On Fri, 2010-11-26 at 19:11 -0500, Robert Haas wrote:
> 2010/11/25 KaiGai Kohei <kaigai@ak.jp.nec.com>:
> > (2010/10/16 4:49), Josh Kupershmidt wrote:
> >> [Moving to -hackers]
> >>
> >> On Fri, Oct 15, 2010 at 3:43 AM, Simon Riggs<simon@2ndquadrant.com> wrote:
> >>> On Mon, 2010-10-11 at 09:41 -0400, Josh Kupershmidt wrote:
> >>>> On Thu, Oct 7, 2010 at 7:43 PM, Josh Kupershmidt<schmiddy@gmail.com> wrote:
> >>>>
> >>>>> I noticed that granting a user column-level update privileges doesn't
> >>>>> allow that user to issue LOCK TABLE with any mode other than Access
> >>>>> Share.
> >>>>
> >>>> Anyone think this could be added as a TODO?
> >>>
> >>> Seems so to me, but you raise on Hackers.
> >>
> >> Thanks, Simon. Attached is a simple patch to let column-level UPDATE
> >> privileges allow a user to LOCK TABLE in a mode higher than Access
> >> Share. Small doc. update and regression test update are included as
> >> well.

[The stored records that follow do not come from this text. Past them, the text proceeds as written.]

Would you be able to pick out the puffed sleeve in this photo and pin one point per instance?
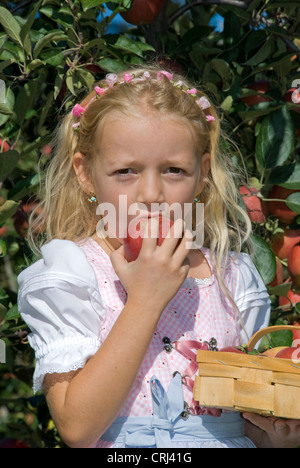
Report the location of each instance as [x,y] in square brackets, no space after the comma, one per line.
[251,297]
[59,299]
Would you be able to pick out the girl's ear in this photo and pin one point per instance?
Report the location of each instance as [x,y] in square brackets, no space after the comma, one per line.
[204,170]
[82,173]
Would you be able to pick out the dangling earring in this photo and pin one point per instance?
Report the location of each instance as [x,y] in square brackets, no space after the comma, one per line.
[92,198]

Feedback is welcome.
> >>
> >
> > I checked your patch, then I'd like to mark it as "ready for committer".
> >
> > The point of this patch is trying to solve an incompatible behavior
> > between SELECT ... FOR SHARE/UPDATE and LOCK command.
> >
> > On ExecCheckRTEPerms(), it allows the required accesses when no columns
> > are explicitly specified in the query and the current user has necessary
> > privilege on one of columns within the target relation.

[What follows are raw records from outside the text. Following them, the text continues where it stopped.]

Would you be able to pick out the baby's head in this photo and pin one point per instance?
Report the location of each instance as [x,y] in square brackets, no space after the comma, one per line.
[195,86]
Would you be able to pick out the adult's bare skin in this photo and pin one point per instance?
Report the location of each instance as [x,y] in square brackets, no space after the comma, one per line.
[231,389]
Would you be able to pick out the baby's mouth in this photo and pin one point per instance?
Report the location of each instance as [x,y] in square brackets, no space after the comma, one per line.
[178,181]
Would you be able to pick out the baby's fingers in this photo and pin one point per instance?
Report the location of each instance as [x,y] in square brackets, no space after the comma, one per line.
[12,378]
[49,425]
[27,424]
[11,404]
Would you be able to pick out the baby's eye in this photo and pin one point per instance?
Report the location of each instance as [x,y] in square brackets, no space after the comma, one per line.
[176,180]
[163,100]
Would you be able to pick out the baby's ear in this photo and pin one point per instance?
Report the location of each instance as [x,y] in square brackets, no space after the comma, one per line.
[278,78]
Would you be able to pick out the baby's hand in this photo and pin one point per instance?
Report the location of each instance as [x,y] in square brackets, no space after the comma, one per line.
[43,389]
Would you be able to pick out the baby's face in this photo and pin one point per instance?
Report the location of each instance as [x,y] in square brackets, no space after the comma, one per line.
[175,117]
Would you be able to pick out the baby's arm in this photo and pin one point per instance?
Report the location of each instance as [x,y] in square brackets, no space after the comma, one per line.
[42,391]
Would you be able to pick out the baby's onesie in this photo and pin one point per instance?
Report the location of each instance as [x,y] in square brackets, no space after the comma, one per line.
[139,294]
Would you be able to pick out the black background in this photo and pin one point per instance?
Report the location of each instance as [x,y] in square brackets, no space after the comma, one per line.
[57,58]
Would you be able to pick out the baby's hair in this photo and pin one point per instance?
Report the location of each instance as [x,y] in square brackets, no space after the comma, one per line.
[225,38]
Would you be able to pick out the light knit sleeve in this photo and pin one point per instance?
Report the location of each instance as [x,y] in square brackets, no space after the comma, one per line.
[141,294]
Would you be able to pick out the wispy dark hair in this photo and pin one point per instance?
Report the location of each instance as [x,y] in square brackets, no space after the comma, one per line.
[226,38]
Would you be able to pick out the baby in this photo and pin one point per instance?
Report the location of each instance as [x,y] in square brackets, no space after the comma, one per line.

> > If we stand on the perspective that LOCK command should take same
> > privileges with the case when we use SELECT ... FOR SHARE/UPDATE without
> > specifying explicit columns, like COUNT(*), the existing LOCK command
> > seems to me odd.
> >
> > I think this patch fixes the behavior as we expected.
>
> I'm not totally convinced that this is the correct behavior. It seems
> a bit surprising that UPDATE privilege on a single column is enough to
> lock out all SELECT activity from the table. It's actually a bit
> surprising that even full-table UPDATE privileges are enough to do
> this, but this change would allow people to block access to data they
> can neither see nor modify. That seems counterintuitive, if not a
> security hole.
This comment misses the point. A user can already lock every row of a
table, if they choose, by issuing SELECT ... FOR SHARE/UPDATE, if they
have update rights on a single column. So the patch does not increase
the rights of the user, it merely allows it to happen in a rational way
and in a way that makes SELECT and LOCK work the same.